The NSDI award is not Fonseca’s first for his work on tracing: he co-authored a paper on ‘pivot tracing’ that received a Best Paper award at the 2015 Symposium on Operating Systems Principles. That same year, Fonseca won an NSF CAREER Award for his work on ‘causal tracing’ to elucidate understanding of the performance of distributed systems. (Causal tracing covers a wide variety of tracing systems and frameworks, including X-Trace itself, as well as Dapper, Zipkin, HTrace, and many others.)

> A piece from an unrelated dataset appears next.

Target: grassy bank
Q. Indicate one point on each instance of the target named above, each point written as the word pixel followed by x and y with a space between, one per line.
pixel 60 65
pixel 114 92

“It’s becoming increasingly difficult to understand how a system behaves, and, especially, how and why it fails,” said Fonseca. “Causal tracing is a technique that captures the causality of events across all components, layers and machines, and it eases the task of understanding complex distributed systems.”
Now a co-director of UC San Diego’s Center for Networked Systems (CNS), George Porter’s research encompasses the fields of computer networking, data-intensive computing and computer systems, with a specific focus on data center networking. “I work to reduce the barrier to developing, deploying and managing applications that are able to process massive amounts of data,” said Porter. “At the same time, we aim to ensure that the resulting systems are practical, low-cost and energy efficient.”
Porter also received an NSF CAREER Award (in 2016) for work on a scalable multiplane data center network. He plans to demonstrate a hybrid electrical-optical network topology that will scale to hundreds of thousands of servers – at link rates reaching 1.6 terabits per second.
Meanwhile, the excitement surrounding tracing continues unabated. In 2017, for example, Amazon has released X-Ray, which offers distributed tracing for Amazon Web Services, and another company, Datadog, also released an end-to-end tracing product earlier this year.